Stafford Hospital death probed by HSE
A criminal investigation into the death of a diabetic woman at Stafford Hospital in 2007 has been launched, the Health and Safety Executive has said.
Gillian Astbury, 66, from Hednesford, died after going into a diabetic coma at the scandal-hit hospital.
An inquest in 2010 found the failure to administer insulin amounted to a gross failure to provide basic care.
The HSE said the decision to launch an investigation was deferred until after a public inquiry.
A report by the chair Robert Francis QC into a higher than expected number of deaths at the hospital from 2005 to 2009 was published in February.
Mrs Astbury was admitted to the hospital in April 2007 after a minor fall and was being treated for fractures to her arm and pelvis.
The inquest in 2010 at Stafford Coroners Court heard Mrs Astbury's blood sugar levels were not properly monitored and insulin was not administered on the day before her death, despite being prescribed by doctors.
The jury returned a narrative verdict and said a failure by nursing staff to record glucose levels, communicate effectively and read clinical notes contributed to her death.
'Back in time'
One of the nurses who looked after her told the inquest she was "shocked" when she first started working at Stafford Hospital.
Senior staff nurse Patricia King told the hearing: "It was like going back 20 years coming to this ward."
She said staff on the ward had to "muddle through" in poor conditions, with no office or nursing station and a shortage of nurses and support workers.

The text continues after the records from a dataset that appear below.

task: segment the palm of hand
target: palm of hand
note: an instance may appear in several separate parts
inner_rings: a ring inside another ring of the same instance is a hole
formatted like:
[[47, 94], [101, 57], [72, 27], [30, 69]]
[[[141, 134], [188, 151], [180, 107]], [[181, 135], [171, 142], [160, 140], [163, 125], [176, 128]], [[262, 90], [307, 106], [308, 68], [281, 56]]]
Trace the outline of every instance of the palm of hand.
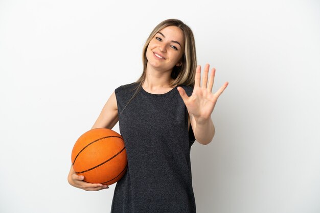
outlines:
[[198, 66], [196, 71], [195, 86], [192, 94], [188, 96], [185, 90], [179, 87], [178, 90], [182, 98], [189, 114], [193, 115], [198, 120], [207, 120], [210, 118], [218, 98], [226, 88], [228, 82], [224, 84], [215, 93], [212, 92], [215, 69], [212, 69], [209, 83], [208, 82], [209, 65], [205, 66], [202, 79], [202, 86], [200, 87], [201, 67]]

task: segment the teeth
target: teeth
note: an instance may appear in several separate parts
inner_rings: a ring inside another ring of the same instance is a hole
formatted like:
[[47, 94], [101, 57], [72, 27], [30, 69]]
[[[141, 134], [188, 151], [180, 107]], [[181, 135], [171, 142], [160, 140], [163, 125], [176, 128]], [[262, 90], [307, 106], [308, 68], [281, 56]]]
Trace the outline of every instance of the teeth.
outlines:
[[157, 54], [154, 54], [154, 55], [155, 55], [155, 56], [156, 56], [158, 58], [160, 58], [161, 59], [164, 59], [164, 58], [162, 57], [161, 56], [159, 56], [158, 55], [157, 55]]

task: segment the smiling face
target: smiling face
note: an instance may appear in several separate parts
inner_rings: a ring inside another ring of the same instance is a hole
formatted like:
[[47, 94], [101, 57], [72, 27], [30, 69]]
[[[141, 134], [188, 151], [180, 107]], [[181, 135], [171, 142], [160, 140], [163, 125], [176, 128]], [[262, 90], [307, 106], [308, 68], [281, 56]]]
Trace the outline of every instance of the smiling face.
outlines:
[[181, 66], [184, 52], [184, 35], [180, 28], [169, 26], [161, 30], [150, 40], [146, 56], [148, 66], [154, 69], [172, 70]]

The HSE confirmed its inspectors had formally started an investigation.
A spokesman said: "Our focus will be on establishing whether there is evidence of the employer (the Trust) or individuals failing to comply with their responsibilities under the Health and Safety at Work Act."
The Mid Staffordshire NHS Foundation Trust has renewed its apology to her family.
Julie Hendry, from the trust said: "Mrs Astbury's death was reported as a serious untoward incident at the time and a full investigation into her care and treatment was carried out.
"The recommendations from that investigation were implemented. Actions included raising staff awareness about the care of diabetic patients and improving the information and system for nurse handovers.
"In 2010 we reviewed Mrs Astbury's dreadful care and as a result, disciplinary action was taken.
"We will of course co-operate fully with the Health and Safety Executive's investigation."
Campaign group Cure the NHS, which has fought for senior figures to be held to account for failings at the hospital, welcomed the investigation, but noted that it had taken six years.
In a statement it said Mrs Astbury's death served as a "tragic reminder of the appalling care many patients and their families were forced to endure".
The group said: "Her death and the failure of the Trust or the West Midlands Strategic Health Authority (SHA) to properly investigate and ensure action was taken shows why the public inquiry into the Mid Staffordshire Trust was so important."
A police investigation was launched after her death, but the Crown Prosecution Service ruled there was insufficient evidence to bring charges.
In a statement, Staffordshire Police said: "The matter was also referred to the Health and Safety Executive, which has now decided to carry out its own investigation.
"Staffordshire Police and the HSE form part of the multi-agency group that is reviewing information brought to light by the Francis Inquiry Report."
The public inquiry, the fifth of its kind into failings at Stafford, heard hundreds of patients may have died needlessly after they were "routinely neglected".
Many were left lying in their own urine and excrement for days, drank water from vases or given the wrong medication.